He it was who first suggested Bible Class instruction in churches, in 1815, having successfully tried it in his own. This wise suggestion was recommended to all the churches by the General Assembly and was finally introduced throughout the entire Presbyterian organization.
He practiced "entire abstinence" long before the Temperance Reform commenced, and, following his earnest efforts to abolish the use of ardent spirits, in the year 1818, the General Assembly made solemn recommendations to all church officers upon the subject. This was eight years before the formation of the American Temperance Society. A temperance pledge bearing date as far back as 1815, and signed by several members of his congregation was found among his papers after his death.

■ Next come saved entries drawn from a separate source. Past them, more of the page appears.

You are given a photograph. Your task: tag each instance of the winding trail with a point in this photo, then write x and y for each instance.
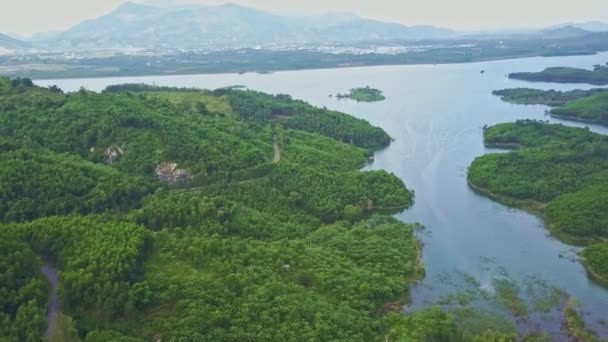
(277, 151)
(53, 308)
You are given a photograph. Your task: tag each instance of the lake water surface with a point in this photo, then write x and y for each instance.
(436, 114)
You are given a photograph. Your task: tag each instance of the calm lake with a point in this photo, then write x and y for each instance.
(436, 114)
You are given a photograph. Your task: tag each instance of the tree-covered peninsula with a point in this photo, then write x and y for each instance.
(167, 216)
(556, 171)
(597, 76)
(365, 94)
(580, 105)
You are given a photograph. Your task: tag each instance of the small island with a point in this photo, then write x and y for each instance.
(597, 76)
(366, 94)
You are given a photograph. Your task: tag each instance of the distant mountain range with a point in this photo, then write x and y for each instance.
(9, 43)
(563, 32)
(177, 24)
(135, 25)
(590, 26)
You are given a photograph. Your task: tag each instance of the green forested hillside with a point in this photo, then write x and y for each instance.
(552, 98)
(168, 217)
(597, 76)
(556, 170)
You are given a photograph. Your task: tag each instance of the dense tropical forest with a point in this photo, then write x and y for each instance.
(597, 76)
(580, 105)
(169, 217)
(182, 62)
(557, 171)
(365, 94)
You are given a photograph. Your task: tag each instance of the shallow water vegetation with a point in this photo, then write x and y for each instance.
(558, 172)
(244, 249)
(598, 75)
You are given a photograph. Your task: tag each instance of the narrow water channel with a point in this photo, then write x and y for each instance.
(436, 114)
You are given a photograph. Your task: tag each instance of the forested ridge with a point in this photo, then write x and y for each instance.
(167, 219)
(557, 171)
(579, 105)
(597, 76)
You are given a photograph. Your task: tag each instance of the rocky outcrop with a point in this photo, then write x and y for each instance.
(170, 174)
(112, 153)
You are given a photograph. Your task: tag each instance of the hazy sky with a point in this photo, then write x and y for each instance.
(29, 16)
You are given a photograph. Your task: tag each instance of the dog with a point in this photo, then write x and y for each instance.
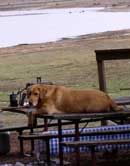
(51, 99)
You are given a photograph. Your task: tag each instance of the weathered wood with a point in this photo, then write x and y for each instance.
(113, 54)
(96, 143)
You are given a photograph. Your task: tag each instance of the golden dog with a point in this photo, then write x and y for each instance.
(52, 99)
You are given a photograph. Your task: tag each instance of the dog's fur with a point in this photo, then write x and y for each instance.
(52, 99)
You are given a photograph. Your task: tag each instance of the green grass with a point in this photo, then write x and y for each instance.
(71, 64)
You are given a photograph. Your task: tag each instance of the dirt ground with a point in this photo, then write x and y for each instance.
(113, 5)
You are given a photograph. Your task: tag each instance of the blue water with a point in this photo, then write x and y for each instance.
(40, 26)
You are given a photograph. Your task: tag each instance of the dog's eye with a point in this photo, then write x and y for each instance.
(35, 94)
(29, 94)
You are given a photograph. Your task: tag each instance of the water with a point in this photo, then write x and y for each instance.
(40, 26)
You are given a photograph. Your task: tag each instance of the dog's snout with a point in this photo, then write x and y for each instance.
(30, 104)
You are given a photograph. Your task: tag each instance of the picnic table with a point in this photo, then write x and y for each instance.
(77, 118)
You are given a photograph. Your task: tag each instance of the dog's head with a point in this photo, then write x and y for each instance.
(35, 94)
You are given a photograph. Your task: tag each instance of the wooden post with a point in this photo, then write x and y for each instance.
(101, 75)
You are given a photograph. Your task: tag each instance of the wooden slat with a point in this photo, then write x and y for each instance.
(95, 143)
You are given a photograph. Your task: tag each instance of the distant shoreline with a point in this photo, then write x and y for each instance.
(113, 5)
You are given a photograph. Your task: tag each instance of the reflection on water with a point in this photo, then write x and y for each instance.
(25, 27)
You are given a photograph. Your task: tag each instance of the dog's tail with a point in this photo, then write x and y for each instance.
(114, 106)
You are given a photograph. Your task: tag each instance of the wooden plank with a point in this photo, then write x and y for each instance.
(113, 54)
(95, 143)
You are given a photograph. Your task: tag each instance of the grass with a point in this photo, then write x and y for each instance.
(70, 62)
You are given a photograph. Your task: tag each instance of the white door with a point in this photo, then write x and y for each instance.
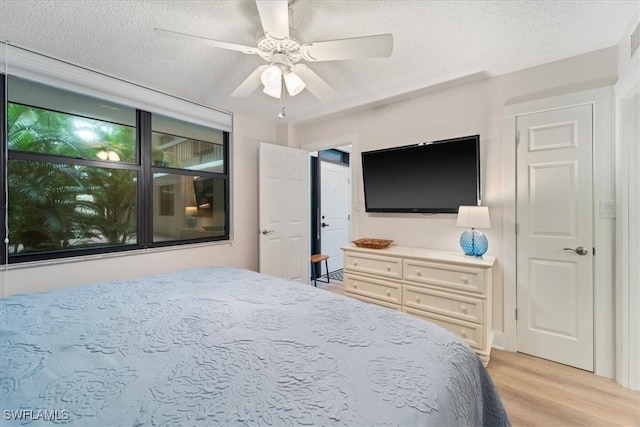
(335, 192)
(284, 212)
(555, 235)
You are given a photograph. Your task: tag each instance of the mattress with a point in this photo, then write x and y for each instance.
(226, 346)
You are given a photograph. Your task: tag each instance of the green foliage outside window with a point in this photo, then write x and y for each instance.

He was a Trustee of the College of New Jersey for many years and was one of the Incorporators of the Board of Trustees of Princeton Theological Seminary, and was a member of that Board from 1822, the date of the incorporation until his death.
In 1832 he resigned his Princeton pastorate and accepted a call to Middletown Point (now Matawan), New Jersey.

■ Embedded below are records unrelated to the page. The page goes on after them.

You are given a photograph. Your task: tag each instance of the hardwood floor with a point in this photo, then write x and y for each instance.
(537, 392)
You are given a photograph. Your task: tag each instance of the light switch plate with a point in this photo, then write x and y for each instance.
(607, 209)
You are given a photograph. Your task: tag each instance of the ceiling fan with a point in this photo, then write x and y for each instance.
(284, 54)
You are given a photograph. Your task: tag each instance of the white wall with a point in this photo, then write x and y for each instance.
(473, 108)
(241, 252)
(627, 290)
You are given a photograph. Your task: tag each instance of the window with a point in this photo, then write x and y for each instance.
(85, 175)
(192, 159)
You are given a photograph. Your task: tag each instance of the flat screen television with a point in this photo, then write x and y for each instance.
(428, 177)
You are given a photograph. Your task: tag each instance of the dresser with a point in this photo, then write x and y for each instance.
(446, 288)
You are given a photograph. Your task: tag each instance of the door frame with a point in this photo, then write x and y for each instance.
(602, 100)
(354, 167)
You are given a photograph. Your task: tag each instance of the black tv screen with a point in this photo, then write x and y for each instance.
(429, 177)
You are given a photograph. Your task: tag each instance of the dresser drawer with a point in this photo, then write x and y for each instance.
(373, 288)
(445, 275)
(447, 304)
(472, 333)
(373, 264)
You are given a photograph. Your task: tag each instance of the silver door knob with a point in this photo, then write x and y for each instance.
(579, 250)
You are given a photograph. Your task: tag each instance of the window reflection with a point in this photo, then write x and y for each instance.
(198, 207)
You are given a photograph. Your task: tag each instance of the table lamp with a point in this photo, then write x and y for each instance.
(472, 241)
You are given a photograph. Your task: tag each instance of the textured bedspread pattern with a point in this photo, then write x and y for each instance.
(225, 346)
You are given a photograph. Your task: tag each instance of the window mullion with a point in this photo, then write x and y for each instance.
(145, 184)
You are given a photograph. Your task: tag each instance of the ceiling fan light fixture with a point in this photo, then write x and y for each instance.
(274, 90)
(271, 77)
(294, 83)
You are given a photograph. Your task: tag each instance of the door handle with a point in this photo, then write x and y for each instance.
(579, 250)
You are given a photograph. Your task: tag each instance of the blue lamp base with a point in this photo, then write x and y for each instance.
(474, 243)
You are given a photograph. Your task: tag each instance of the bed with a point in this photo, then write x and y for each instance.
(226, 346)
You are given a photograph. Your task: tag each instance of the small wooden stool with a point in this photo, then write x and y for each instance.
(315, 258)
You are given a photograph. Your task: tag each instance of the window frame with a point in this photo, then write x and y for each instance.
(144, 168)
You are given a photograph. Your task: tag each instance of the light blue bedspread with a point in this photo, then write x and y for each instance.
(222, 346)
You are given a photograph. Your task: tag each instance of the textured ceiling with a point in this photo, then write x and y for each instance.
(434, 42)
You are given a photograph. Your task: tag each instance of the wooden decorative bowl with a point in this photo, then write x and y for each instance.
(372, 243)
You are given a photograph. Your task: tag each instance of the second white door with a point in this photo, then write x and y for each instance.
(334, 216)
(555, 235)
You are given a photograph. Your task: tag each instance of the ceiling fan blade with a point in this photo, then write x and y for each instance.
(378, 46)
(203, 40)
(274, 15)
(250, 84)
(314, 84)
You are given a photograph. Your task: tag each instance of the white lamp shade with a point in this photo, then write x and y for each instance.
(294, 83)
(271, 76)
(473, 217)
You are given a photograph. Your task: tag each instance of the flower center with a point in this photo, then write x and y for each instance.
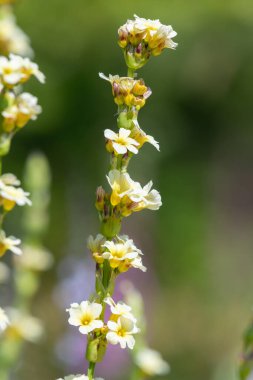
(86, 320)
(121, 332)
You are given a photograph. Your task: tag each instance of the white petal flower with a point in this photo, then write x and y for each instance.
(94, 245)
(16, 70)
(141, 137)
(85, 316)
(155, 34)
(137, 263)
(24, 108)
(4, 320)
(121, 185)
(9, 179)
(28, 68)
(122, 254)
(145, 197)
(9, 243)
(128, 91)
(151, 362)
(24, 326)
(119, 251)
(122, 332)
(121, 141)
(120, 309)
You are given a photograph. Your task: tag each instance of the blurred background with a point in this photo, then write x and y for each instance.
(198, 247)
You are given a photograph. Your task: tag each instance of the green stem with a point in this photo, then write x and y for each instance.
(91, 370)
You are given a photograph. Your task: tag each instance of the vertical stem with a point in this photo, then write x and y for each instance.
(91, 370)
(137, 374)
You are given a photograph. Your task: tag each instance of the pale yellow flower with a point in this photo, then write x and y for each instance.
(123, 255)
(85, 316)
(121, 142)
(9, 179)
(4, 273)
(10, 196)
(4, 320)
(24, 108)
(121, 185)
(16, 70)
(131, 194)
(121, 332)
(145, 197)
(120, 309)
(140, 38)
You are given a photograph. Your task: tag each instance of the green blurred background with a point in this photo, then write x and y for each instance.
(198, 247)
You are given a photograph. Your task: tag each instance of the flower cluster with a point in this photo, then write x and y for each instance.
(17, 108)
(10, 195)
(121, 253)
(120, 328)
(141, 38)
(115, 253)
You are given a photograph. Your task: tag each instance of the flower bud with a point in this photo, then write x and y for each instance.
(100, 196)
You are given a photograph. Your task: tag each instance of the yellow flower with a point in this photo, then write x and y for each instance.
(140, 38)
(17, 70)
(24, 108)
(121, 142)
(123, 254)
(10, 195)
(121, 185)
(86, 316)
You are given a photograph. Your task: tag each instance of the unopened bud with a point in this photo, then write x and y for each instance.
(100, 195)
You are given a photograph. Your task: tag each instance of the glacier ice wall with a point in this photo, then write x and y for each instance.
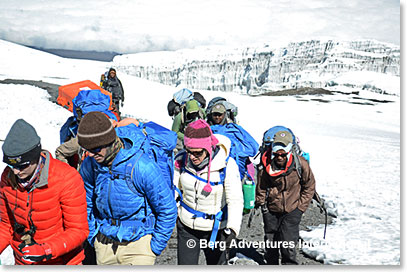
(266, 68)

He died there December 25, 1834, after a brief pastorate of about two years.
In 1835, the Rev. Samuel Miller, D. D., preached a sermon in memoriam, at the request of his former Princeton congregation. He paid a beautiful and fitting tribute to him in the following words:
"His history is his portrait. It has been my lot within the last forty years of my life to be acquainted with many hundred ministers of the Gospel of various denominations, and with not a few of them to be on what might be called intimate terms, and although I have known a number of more splendid, of more impressive eloquence than your late pastor, yet in the great moral qualities which go to form the good man, the exemplary Christian, the diligent and untiring pastor, the benevolent neighbor and citizen, and the dignified, polished, perfect gentleman, I have seldom known his equal, and I think never on the whole his superior."
His was an eminently blameless life, a remarkably successful ministry. One has said of him that he was "calm and holy to the last."
The Rev. George Spofford Woodhull left a widow and three sons.